Outra informação preciosa que a Polícia conseguiu levantar diz respeito a duas ligações telefônicas de números restritos a José Claudio, três dias antes do crime, onde o interlocutor alertava para a possibilidade de ambos serem assassinados.



Casal foi avisado por telefone

O interlocutor aconselhava que ambos não andassem no carro deles, uma courrier branca, placa MWF-3370, Marabá-PA, pois estavam sendo seguidos.


Assim o casal optou em sair de casa numa moto antiga, mas acabou sendo alvos dos pistoleiros que aguardavam pacientemente numa moita à beira do Igarapé Cupu até que conseguiram executar o crime.
Fonte segura do Núcleo de Inteligência da Polícia (NIP) informou a Divisão de Homicídios, deve entrar no caso a fim de auxiliar nas investigações, para quem sabe identificar quem matou e quem foi o mandante.

A repercussão do duplo homicídio
O duplo homicídio do casal de ambientalista gerou repercussão em diversos meios de comunicação. Diversas entidades de direitos humanos e de apoio aos camponeses emitiram notas repudiando os crimes.



NOTA PÚBLICA - REDE FAOR

A Rede FAOR – Fórum da Amazônia Oriental (FAOR) vem a público manifestar sua indignação com o assassinato das lideranças do Conselho Nacional das Populações Extrativistas (CNS), José Cláudio Ribeiro da Silva e esposa  Maria do Espírito Santo, executados nesta quarta-feira (24), no município de Nova Ipixuna, sudeste do Pará. Os dois eram moradores do Projeto de Assentamento Agroextrativista Praia Alta  - Piranheira.

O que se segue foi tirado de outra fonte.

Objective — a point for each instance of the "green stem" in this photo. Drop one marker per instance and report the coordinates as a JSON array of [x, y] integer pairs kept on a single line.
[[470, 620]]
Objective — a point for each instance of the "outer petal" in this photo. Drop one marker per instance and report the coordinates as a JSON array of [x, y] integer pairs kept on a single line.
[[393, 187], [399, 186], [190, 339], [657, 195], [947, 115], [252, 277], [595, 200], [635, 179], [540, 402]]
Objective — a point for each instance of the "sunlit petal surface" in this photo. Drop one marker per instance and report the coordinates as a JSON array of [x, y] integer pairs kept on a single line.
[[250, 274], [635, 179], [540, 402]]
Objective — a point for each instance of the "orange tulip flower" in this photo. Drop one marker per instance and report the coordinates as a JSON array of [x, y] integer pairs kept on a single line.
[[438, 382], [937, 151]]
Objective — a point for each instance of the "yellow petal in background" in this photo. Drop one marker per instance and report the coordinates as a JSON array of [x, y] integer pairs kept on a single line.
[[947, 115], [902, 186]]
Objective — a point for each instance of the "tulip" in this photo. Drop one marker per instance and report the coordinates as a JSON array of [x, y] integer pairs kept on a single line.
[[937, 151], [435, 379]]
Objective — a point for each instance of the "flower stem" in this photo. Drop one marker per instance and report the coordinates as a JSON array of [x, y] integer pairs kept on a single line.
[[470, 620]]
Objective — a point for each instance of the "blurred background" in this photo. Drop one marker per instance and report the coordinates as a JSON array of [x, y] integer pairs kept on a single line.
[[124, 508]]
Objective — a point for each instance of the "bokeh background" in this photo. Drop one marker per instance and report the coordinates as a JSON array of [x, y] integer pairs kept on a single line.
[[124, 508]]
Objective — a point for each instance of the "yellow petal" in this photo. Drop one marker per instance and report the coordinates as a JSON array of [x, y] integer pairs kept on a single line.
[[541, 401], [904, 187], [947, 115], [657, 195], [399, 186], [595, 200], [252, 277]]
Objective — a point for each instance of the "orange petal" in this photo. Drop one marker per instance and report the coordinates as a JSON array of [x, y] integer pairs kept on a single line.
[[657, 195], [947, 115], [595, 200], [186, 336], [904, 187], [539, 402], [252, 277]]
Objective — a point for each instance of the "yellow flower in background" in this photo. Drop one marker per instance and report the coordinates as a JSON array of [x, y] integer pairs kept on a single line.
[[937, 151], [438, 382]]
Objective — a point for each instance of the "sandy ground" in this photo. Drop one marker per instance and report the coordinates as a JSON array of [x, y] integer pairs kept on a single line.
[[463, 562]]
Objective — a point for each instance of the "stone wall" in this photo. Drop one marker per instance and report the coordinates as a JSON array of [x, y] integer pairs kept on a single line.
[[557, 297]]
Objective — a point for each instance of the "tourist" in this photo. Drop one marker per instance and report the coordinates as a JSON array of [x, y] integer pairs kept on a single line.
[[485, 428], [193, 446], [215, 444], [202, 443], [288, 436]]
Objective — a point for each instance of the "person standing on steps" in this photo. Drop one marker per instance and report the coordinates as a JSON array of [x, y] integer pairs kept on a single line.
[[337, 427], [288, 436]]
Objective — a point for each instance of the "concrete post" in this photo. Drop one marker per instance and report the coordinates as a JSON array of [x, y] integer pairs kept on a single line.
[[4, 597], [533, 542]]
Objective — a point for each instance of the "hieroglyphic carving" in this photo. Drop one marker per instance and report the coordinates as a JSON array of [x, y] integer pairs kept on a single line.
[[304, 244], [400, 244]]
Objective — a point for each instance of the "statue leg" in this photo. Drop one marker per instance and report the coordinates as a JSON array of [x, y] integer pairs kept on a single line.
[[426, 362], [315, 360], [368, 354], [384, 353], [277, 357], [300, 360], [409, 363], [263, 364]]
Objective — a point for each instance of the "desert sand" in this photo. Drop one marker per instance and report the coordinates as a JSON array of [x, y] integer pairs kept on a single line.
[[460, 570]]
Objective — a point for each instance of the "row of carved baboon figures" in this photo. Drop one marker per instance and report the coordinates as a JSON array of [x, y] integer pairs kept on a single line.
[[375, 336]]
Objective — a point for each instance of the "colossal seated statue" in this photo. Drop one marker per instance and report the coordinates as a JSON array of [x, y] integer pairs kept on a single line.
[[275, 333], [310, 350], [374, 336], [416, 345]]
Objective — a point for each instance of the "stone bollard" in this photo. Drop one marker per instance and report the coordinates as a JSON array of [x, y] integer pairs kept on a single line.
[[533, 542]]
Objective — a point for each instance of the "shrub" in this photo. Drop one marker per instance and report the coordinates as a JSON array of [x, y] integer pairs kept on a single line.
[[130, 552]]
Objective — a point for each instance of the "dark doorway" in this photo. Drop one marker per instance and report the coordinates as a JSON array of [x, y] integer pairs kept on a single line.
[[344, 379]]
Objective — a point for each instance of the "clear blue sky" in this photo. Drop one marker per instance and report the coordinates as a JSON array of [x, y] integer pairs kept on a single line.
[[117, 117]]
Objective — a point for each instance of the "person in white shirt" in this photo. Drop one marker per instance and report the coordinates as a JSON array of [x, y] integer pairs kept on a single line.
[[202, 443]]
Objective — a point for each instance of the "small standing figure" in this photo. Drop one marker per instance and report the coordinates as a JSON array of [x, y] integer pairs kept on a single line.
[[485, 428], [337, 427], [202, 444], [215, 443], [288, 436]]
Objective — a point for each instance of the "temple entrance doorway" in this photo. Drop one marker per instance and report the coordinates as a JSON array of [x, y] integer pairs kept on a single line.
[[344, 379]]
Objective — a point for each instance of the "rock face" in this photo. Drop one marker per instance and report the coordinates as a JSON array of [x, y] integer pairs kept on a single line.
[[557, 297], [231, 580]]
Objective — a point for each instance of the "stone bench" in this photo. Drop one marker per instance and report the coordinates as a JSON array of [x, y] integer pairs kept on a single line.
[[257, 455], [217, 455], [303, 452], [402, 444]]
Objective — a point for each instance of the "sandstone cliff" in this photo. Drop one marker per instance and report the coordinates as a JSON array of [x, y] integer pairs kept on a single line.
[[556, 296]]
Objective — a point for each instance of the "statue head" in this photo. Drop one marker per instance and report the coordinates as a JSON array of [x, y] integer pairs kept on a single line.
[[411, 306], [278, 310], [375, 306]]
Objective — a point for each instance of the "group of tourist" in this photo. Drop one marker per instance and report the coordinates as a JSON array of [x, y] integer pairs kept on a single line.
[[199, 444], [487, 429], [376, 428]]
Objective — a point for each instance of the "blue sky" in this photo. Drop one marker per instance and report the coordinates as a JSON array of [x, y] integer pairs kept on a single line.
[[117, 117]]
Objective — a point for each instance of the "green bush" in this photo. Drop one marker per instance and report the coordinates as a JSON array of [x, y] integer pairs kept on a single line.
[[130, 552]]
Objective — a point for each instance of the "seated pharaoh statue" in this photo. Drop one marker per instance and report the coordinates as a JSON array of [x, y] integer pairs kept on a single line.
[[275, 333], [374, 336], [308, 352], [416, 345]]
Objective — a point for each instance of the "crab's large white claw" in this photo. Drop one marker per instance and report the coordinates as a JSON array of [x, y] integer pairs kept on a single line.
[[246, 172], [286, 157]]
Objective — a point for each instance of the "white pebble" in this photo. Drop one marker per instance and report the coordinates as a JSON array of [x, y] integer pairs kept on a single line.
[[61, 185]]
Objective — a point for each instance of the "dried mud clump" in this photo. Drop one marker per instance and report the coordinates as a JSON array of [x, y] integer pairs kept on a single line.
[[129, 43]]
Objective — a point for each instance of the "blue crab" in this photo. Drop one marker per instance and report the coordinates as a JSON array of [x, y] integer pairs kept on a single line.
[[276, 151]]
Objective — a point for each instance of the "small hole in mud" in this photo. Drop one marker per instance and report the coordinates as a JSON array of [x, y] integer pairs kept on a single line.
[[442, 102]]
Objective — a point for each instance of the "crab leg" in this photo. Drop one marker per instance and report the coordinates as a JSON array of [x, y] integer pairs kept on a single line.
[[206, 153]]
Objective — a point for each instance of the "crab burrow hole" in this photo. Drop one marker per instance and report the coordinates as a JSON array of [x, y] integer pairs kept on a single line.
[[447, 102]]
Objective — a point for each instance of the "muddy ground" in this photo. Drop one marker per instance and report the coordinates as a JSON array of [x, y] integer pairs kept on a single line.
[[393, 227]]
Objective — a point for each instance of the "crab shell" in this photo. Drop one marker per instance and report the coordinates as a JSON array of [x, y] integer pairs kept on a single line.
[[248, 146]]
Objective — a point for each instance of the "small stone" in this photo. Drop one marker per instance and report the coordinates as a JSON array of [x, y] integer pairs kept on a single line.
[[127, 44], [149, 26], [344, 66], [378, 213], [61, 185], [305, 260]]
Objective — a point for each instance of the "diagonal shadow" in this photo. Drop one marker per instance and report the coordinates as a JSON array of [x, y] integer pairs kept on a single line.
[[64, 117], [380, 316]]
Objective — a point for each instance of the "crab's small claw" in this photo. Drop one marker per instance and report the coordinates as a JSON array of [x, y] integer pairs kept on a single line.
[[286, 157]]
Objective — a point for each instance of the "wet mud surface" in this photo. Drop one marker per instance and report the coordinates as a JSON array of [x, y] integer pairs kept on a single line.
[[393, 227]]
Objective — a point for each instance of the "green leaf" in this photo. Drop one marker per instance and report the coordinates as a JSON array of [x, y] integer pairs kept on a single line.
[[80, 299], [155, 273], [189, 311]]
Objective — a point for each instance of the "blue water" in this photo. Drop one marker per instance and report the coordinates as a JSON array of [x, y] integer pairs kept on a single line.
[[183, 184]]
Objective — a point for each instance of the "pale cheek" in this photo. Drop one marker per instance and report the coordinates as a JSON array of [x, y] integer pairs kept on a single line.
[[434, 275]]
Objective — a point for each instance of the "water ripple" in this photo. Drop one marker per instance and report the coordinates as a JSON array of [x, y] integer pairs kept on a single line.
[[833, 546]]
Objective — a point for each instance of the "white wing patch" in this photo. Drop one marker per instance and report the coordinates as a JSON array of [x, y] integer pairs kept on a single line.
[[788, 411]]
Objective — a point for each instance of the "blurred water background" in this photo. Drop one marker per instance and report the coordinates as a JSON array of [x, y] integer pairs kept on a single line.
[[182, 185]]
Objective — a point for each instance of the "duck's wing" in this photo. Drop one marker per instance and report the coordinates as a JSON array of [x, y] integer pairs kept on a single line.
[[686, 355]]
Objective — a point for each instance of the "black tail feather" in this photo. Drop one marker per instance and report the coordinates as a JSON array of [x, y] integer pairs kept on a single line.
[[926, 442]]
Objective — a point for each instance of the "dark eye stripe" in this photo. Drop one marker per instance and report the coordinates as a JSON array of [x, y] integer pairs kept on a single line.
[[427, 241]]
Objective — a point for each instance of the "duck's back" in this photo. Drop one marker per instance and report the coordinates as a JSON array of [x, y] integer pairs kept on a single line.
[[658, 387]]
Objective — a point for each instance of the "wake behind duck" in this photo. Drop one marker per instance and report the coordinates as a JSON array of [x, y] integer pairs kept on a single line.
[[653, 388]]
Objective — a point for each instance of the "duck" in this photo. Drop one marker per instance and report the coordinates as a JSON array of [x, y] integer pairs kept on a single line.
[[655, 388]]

José Cláudio estava marcado para morrer e há muito tempo vem denunciando o desmatamento e a extração ilegal de madeira na região.

Mais uma vez tombam aqueles e aquelas que insistem em defender a floresta.

O FAOR exige publicamente que as autoridades competentes, investiguem este crime com  seriedade e prendam os criminosos (mandantes e executores) para que este não seja mais um crime a fazer parte da imensa lista  de impunidade que assola o nosso estado.

O FAOR aproveita para declarar a sua solidariedade aos familiares das vítimas, ao CNS e reafirmar aqui o nosso compromisso em defesa da vida, da justiça e das populações tradicionais da Amazônia.



CNS condena violência no Campo
O Conselho Nacional de Seringueiro, do qual fazia parte o companheiro José Claudio Ribeiro da Silva e a esposa dele, Maria do Espírito Santo da Silva vem a público repudiar o duplo assassinato e cobrar séria apuração a fim de submeter os envolvidos a júri popular.


A entidade revela ainda que as ameaças contra a vida do casal de extrativistas começaram por volta de 2008. Segundo familiares, desconhecidos rondavam a casa deles,  geralmente à noite, disparando tiros para o alto.

O momento das intimidações coincidiu com a denúncia dos líderes extrativistas contra madeireiros da região, que constantemente avançam na área do PAEX, para extrair espécies madeireiras como castanheira, angelim e jatobá.
Para Atanagildo Matos, Diretor da Regional Belém do CNS, a morte de José Cláudio e Maria da Silva é uma perda irreparável.

“Eles nos deixam uma lição, que é o ideal dos extrativistas da Amazônia: permitir que o ‘povo da floresta’ possa viver com qualidade, de forma sustentável com o meio ambiente”, diz Matos.

“Estamos em contato com o Ministério Público Federal, Polícia Federal e outras instituições. Apoiaremos fortemente as investigações, para que esse crime não fique impune”, afirma o Diretor do CNS.
  
Trabalho - Maria e José Cláudio viviam há 24 anos em Nova Ipixuna.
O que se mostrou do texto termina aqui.